Der Kammeranwalt bringt zutreffend vor (Z 11 1. Fall), der gemäß § 16 Abs 5 DSt (sinngemäß) anzuwendende § 31 StGB (Strafe bei nachträglicher Verurteilung) setze voraus, dass die jetzt zu bestrafende Tat in einem früheren Verfahren hätte abgeurteilt werden können, was nur dann der Fall ist, wenn eine gemeinsame Verfahrensführung in erster Instanz möglich gewesen wäre. Sämtliche der nachträglichen Verurteilung zugrunde liegenden Taten müssen sohin vor dem „Vor‑Urteil“ erster Instanz begangen worden sein (Ratz in WK2 StGB § 31 Rz 2 mwN). Gegenständlich ist aber das Erkenntnis des Disziplinarrats der Oberösterreichischen Rechtsanwaltskammer, auf welches Bedacht genommen wurde, bereits am 25. November 2013 ergangen, währenddessen der Disziplinarbeschuldigte die nunmehr abgeurteilte Tat danach, nämlich am 19. März 2014, begangen hat.
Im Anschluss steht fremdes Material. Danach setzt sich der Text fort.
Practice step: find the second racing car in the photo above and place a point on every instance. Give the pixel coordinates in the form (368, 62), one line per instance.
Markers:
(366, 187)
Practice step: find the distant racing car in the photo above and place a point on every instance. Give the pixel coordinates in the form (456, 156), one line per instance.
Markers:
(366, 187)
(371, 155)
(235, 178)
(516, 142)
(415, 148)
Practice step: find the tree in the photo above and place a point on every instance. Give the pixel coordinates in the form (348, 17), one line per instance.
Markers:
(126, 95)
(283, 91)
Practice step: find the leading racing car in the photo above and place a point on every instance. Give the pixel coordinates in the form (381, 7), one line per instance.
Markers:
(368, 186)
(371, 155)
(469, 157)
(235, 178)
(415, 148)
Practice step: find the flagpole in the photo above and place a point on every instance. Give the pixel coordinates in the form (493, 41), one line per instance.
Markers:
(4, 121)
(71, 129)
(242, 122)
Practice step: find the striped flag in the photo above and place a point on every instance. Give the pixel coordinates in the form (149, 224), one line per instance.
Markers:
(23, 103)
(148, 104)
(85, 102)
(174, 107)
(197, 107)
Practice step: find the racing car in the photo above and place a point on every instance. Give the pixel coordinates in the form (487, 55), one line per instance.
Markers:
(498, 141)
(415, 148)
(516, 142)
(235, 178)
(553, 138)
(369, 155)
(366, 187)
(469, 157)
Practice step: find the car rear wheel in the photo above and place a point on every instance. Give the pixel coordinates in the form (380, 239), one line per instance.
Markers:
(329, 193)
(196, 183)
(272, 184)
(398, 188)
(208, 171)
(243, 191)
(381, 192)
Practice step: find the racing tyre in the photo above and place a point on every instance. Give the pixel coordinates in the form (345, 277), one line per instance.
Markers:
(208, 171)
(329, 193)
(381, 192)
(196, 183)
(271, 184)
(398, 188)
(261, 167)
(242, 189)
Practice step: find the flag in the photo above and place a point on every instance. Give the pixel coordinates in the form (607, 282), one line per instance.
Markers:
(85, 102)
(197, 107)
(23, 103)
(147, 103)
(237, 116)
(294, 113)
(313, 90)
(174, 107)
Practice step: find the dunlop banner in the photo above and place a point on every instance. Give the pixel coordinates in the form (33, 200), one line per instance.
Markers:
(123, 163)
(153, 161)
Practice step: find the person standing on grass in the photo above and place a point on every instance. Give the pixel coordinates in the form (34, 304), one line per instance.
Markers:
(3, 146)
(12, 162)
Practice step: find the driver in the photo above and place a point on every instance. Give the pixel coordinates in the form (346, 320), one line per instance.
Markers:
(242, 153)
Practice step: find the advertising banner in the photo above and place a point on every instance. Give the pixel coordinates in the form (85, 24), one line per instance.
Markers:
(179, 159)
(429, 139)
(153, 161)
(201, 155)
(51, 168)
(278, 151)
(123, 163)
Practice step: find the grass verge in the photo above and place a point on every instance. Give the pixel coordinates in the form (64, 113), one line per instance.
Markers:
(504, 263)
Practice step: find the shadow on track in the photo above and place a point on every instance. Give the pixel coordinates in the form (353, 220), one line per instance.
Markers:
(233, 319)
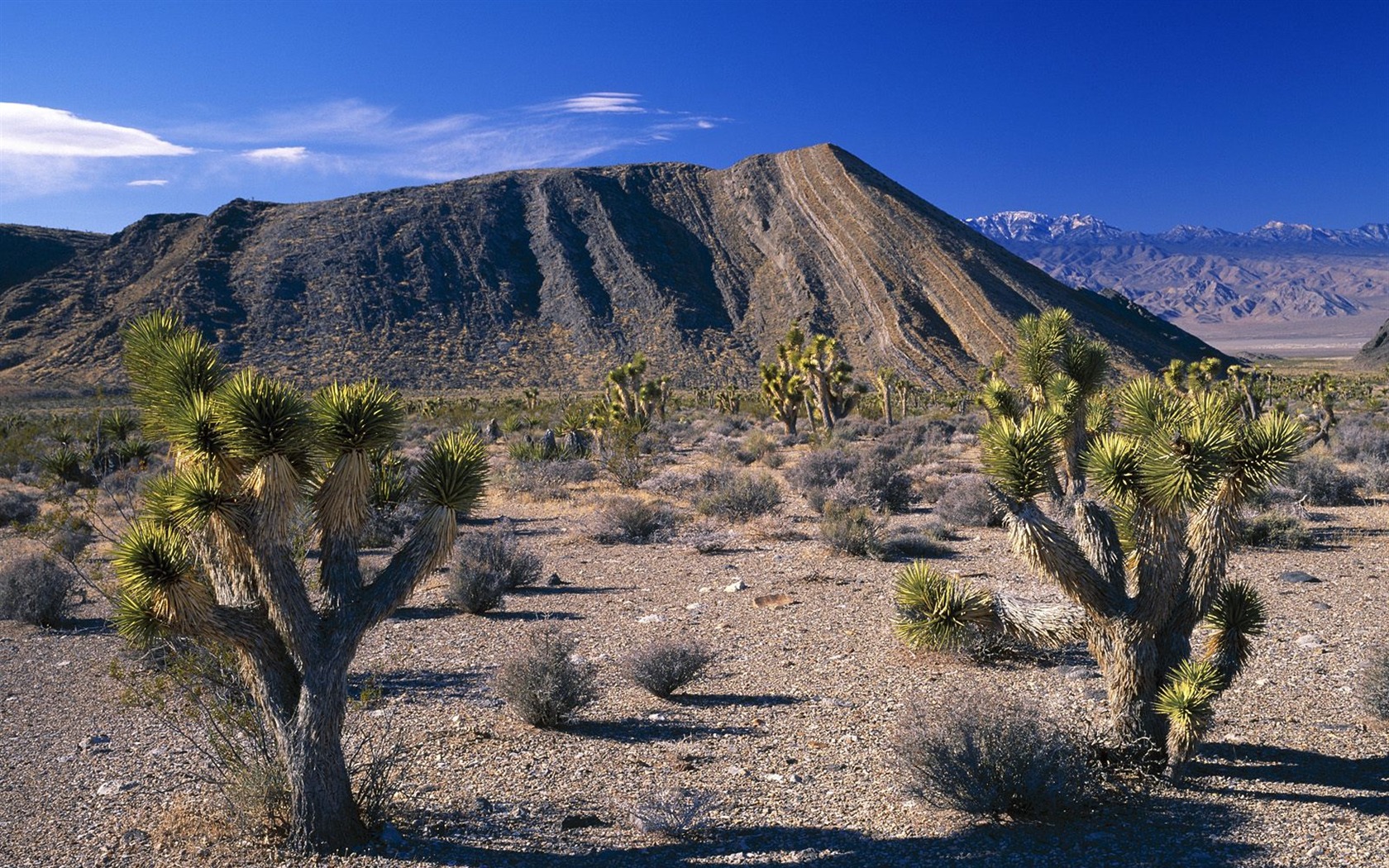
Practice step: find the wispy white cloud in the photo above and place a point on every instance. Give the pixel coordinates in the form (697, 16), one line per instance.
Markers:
(35, 131)
(342, 146)
(277, 155)
(604, 102)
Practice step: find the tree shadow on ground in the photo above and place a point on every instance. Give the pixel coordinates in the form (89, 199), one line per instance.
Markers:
(418, 682)
(706, 700)
(1148, 833)
(643, 729)
(1297, 768)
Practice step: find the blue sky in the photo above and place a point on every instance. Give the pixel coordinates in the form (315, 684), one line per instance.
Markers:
(1145, 114)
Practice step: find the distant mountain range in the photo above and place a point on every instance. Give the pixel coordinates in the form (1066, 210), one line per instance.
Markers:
(551, 277)
(1199, 277)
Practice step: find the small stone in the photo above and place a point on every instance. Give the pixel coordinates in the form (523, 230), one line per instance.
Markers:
(1076, 672)
(1297, 577)
(112, 788)
(582, 821)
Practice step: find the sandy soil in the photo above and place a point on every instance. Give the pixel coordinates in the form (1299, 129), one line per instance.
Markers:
(790, 729)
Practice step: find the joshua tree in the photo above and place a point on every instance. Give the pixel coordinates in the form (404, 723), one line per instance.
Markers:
(1139, 570)
(784, 386)
(1060, 371)
(888, 384)
(633, 399)
(212, 556)
(827, 378)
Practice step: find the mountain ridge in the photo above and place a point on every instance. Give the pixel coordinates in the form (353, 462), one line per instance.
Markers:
(556, 275)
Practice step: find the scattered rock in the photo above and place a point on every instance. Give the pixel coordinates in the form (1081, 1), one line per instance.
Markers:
(1297, 577)
(582, 821)
(778, 600)
(390, 837)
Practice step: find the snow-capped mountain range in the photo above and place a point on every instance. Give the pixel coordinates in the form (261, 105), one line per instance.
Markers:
(1202, 277)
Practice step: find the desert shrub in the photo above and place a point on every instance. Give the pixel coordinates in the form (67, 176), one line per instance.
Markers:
(475, 589)
(666, 665)
(1276, 529)
(994, 757)
(632, 520)
(35, 589)
(819, 471)
(757, 446)
(498, 551)
(923, 541)
(739, 496)
(884, 485)
(1374, 684)
(547, 479)
(1374, 473)
(852, 531)
(17, 508)
(1323, 482)
(542, 684)
(1362, 439)
(674, 813)
(967, 503)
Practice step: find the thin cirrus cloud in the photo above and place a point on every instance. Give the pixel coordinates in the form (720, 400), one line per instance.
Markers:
(343, 145)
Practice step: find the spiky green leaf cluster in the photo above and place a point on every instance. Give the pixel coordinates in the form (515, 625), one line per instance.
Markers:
(263, 417)
(937, 612)
(363, 416)
(151, 557)
(1188, 696)
(453, 473)
(1021, 455)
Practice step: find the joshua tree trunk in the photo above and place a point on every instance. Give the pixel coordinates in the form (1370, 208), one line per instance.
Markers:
(322, 810)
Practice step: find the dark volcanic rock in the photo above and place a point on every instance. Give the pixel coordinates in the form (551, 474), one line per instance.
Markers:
(555, 275)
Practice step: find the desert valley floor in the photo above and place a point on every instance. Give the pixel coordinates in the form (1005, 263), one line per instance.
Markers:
(790, 729)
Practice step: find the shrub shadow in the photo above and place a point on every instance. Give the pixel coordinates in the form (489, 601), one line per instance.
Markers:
(1152, 833)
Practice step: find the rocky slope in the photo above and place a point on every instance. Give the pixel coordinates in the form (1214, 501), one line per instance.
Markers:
(1195, 277)
(555, 275)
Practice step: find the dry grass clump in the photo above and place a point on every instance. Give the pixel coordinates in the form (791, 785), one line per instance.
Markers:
(631, 520)
(1323, 482)
(664, 665)
(739, 496)
(1374, 684)
(852, 531)
(674, 813)
(966, 502)
(990, 756)
(35, 589)
(542, 684)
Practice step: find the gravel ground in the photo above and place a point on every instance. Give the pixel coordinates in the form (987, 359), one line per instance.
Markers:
(790, 732)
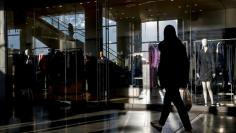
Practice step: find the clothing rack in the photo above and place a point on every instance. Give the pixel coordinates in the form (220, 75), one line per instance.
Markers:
(229, 83)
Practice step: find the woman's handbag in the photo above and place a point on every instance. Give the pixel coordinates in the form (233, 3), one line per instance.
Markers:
(186, 97)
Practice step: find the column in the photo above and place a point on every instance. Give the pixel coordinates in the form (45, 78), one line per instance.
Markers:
(93, 28)
(3, 54)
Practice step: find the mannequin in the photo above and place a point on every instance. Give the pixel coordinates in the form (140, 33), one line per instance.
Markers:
(206, 70)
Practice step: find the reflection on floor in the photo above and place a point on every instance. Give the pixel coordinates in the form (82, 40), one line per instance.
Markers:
(41, 119)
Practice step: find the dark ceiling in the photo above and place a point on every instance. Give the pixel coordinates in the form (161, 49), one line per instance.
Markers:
(125, 9)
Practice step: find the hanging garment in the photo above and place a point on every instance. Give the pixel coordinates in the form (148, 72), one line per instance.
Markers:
(205, 65)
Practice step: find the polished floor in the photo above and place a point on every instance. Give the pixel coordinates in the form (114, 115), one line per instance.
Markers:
(100, 119)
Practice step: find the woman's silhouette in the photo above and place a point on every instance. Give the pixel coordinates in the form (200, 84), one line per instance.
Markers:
(173, 74)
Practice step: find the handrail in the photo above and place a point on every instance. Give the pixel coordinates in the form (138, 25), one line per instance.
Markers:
(64, 24)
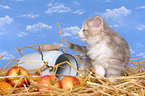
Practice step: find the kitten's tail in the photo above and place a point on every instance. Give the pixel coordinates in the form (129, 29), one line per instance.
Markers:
(75, 47)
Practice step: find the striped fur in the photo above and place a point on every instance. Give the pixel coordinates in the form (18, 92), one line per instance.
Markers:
(106, 50)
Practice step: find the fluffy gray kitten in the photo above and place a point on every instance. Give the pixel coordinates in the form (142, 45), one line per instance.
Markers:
(106, 51)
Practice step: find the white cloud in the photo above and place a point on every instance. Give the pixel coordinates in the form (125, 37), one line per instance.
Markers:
(21, 34)
(76, 2)
(57, 8)
(69, 31)
(108, 1)
(35, 27)
(139, 45)
(115, 25)
(6, 20)
(116, 13)
(29, 15)
(6, 55)
(79, 12)
(140, 7)
(67, 34)
(5, 7)
(20, 0)
(140, 27)
(1, 33)
(142, 54)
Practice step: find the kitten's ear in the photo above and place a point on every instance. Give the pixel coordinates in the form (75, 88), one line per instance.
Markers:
(98, 22)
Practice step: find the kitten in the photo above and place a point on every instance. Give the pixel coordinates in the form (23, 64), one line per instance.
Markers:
(106, 51)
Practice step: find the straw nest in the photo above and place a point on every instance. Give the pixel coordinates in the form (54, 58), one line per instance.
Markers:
(131, 83)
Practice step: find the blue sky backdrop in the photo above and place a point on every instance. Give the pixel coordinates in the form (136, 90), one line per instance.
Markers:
(35, 22)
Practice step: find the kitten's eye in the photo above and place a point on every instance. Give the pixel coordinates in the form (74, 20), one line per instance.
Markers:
(86, 32)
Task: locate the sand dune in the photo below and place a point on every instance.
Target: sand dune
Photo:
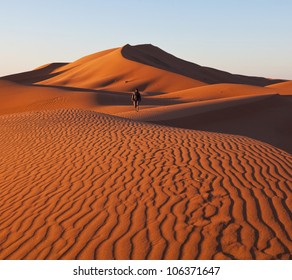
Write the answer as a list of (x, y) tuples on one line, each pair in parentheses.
[(111, 71), (85, 176), (81, 185)]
Der Umstand, dass das „Vor‑Urteil“ erst mit Erkenntnis des Obersten Gerichtshofs vom 11. November 2014 (20 Os 7/14a) in Rechtskraft erwuchs, ändert daran nichts.
In Stattgebung dieser Berufung war der nichtige Strafausspruch aufzuheben und die Strafe neu festzusetzen.
Bei der Strafbemessung war mildernd kein Umstand, erschwerend das Zusammentreffen zweier Disziplinarvergehen. Hält man sich (§ 32 Abs 2, Abs 3 StGB) vor Augen, dass ‑ wie der Disziplinarbeschuldigte treffend einwendet ‑ die GE***** nach den Umständen nur recht eingeschränkt schutzbedürftig erscheint (vgl 16 Bkd 3/00, AnwBl 2000/7799), war mit 800 Euro Geldbuße das Auslangen zu finden.
Mit seiner Berufung wegen Strafe war der Disziplinarbeschuldigte auf die Strafneubemessung zu verweisen.
Die Kostenentscheidung beruht auf § 54 Abs 5 DSt.